Last Friday was indeed a Black Friday for some, as five million people found they were affected by an attack on popular toy company Vtech. The hack left the data of both parents and children exposed, which security experts say has happened because of poor security practices and insufficient encryption.
On Friday it was announced that Vtech’s Learning Lodge app database had been hacked, affecting users from around the world. The company say that no card details were taken and that any stolen info was encrypted, but security analysts have said that the passwords weren’t encrypted.
The breach exposed a load of user info, including private profile info, names, addresses, secret questions and answers, download history, IP addresses and email addresses; so more than enough information to build up a picture of a user.
Security analyst Tony Hunt looked at a sample of the data that had been dumped online and confirmed the breach, saying that there was also information about the children, including names, genders, birth dates and addresses.
He said: “Once the passwords hit the database … they’re protected with nothing more than a straight MD5 hash, which is so close to useless for anything but very strong passwords (which people rarely create), they may as well have not even bothered.

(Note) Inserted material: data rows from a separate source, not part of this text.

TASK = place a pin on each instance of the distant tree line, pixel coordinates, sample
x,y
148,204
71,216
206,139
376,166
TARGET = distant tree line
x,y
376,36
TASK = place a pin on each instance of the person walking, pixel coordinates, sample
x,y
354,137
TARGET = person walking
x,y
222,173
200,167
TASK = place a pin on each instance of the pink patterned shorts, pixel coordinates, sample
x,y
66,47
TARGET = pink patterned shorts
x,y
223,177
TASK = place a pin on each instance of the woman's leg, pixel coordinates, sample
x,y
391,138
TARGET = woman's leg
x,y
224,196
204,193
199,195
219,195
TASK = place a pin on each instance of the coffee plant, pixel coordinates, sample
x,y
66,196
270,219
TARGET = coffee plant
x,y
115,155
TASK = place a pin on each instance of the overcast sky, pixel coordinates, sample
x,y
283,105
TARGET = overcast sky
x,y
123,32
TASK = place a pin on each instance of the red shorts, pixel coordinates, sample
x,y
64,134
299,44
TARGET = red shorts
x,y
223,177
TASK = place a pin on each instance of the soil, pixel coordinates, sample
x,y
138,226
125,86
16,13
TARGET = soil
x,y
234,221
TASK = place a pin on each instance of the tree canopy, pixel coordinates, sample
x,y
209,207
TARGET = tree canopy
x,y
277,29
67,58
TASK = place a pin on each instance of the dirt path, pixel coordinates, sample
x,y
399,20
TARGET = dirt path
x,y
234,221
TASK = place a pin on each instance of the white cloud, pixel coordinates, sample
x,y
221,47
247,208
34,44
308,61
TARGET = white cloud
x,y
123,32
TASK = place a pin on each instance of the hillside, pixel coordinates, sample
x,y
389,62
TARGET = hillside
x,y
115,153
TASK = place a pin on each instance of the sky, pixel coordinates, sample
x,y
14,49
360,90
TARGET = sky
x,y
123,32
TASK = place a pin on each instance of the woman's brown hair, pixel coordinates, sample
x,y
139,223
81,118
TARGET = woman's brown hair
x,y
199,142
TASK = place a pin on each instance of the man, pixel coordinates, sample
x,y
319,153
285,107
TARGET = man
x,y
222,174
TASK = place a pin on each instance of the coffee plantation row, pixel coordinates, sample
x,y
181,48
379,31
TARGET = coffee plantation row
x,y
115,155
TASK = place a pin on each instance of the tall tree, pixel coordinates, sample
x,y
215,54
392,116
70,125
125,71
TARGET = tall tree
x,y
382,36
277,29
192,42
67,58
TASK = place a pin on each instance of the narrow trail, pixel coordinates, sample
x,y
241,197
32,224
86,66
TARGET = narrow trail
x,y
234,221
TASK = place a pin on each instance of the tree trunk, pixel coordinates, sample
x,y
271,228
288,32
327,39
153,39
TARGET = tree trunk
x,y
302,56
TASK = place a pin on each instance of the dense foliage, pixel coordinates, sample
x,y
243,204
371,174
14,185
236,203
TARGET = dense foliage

The kids’ passwords are just plain text.
“The vast majority of these passwords would be cracked in next to no time; it’s about the next worst thing you can do next to no cryptographic protection at all.”
There’ve been suggestions that there are too many children’s toys connected to the Internet of Things without the proper security input, and this is a warning that can be applied across the board. Hunt said: “Despite the frequency of these incidents, companies are just not getting the message; taking security seriously is something you need to do before a data breach, not something you say afterwards to placate people.”
The company was told about the breach by a journalist, which also highlights the importance of monitoring your own systems for breaches, and things like regular pen tests and vulnerability scans.
Professor Alan Woodward, cyber security expert at Uni of Surrey, backed up the idea that companies need to be more proactive when it comes to their security, saying: “These breaches are endemic and we have to stop. If that means focusing the minds of these companies through big fines then so be it. It needs to be taken seriously and those responsible held to account.”